Questa cadenza temporale vede il Consiglio Superiore della Magistratura proiettato verso il futuro così in una visione prospettica che impone di riconoscere che ancora molto vi è da fare per giungere a un pieno riconoscimento di una posizione paritaria delle donne rispetto agli uomini nella società come nella magistratura, non possiamo trascurare ciò che è stato fatto di recente da questo Consiglio non solamente con una netta inversione di tendenza nelle scelte dei dirigenti degli uffici ma anche con l’adozione di più specifiche iniziative, tra le quali mi piace segnalare il parere sul lavoro svolto dalla commissione ministeriale Scotti in merito alle possibili modifiche della legge elettorale per l’individuazione dei componenti togati con la previsione di quote di genere, e la bozza della nuova circolare sulle tabelle di organizzazione degli uffici di imminente approvazione, nella quale sono state introdotte importanti novità a tutela delle donne magistrato e più in generale a salvaguardia delle esigenze genitoriali. Ciò senza neppure trascurare il lavoro che è stato fatto dal comitato pari opportunità istituito presso il Consiglio d’intesa con gli analoghi organi collegiali funzionanti presso i singoli Consigli Giudiziari.
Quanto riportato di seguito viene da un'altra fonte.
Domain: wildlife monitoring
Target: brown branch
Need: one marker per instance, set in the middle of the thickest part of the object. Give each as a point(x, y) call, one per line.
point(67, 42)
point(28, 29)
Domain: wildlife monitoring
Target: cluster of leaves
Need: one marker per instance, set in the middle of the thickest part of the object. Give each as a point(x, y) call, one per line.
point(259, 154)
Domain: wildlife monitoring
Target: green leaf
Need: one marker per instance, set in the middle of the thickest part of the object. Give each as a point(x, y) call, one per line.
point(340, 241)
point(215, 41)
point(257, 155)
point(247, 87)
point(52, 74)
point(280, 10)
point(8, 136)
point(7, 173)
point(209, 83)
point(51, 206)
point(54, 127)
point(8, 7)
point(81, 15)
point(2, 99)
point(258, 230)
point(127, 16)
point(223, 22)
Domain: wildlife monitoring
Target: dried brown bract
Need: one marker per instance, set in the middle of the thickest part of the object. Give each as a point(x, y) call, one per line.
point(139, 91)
In questa ricostruzione, basata su richiami storici volutamente accennati nei loro tratti essenziali ma densa di contenuti, voglio concludere questo mio breve intervento
introduttivo con il ricordo di quelle dieci coraggiose maestrine di Senigallia che nel lontano 1906, raccogliendo una sollecitazione che la pedagogista Maria Montessori aveva
formulato in un suo scritto, chiesero ed ottennero di essere iscritte nelle liste elettorali dei loro Comuni con una determinazione poi accreditata da un’importante decisione adottata dall’allora Presidente della Corte d’appello di Ancona, Ludovico Mortara, decisione nella quale fu sottolineato come l’articolo 24 dello Statuto Albertino, allora punto di riferimento normativo fondamentale, riconoscesse a tutti i cittadini del Regno eguali diritti civili e politici, salve le eccezioni che dovevano essere espressamente determinate dalla legge.
L’iscrizione, come a voi è noto, durò appena dieci mesi prima che su ricorso del Procuratore del Re la Cassazione di Roma annullasse la decisione di quella corte di merito sostenendo che occorresse una espressa previsione legislativa per consentire alle donne di esercitare quel diritto. Prendendo a prestito le parole di un collega che in un altro convegno ha ricordato quell’episodio, possiamo dire a proposito di tali maestre di
Senigallia che le immaginiamo ordinate ed eleganti continuare ad insegnare ai loro alunni, piene di problemi e di tensioni che tengono per sé, e mentre le osserviamo non possiamo non pensare che conservano proprio un grande fascino. Hanno fatto molta strada e a loro si sono unite altre donne ma il loro cammino non è terminato.
Auguri di buon lavoro, la parola ora alla collega Maria Rosaria San Giorgio che coordinerà i lavori della mattinata.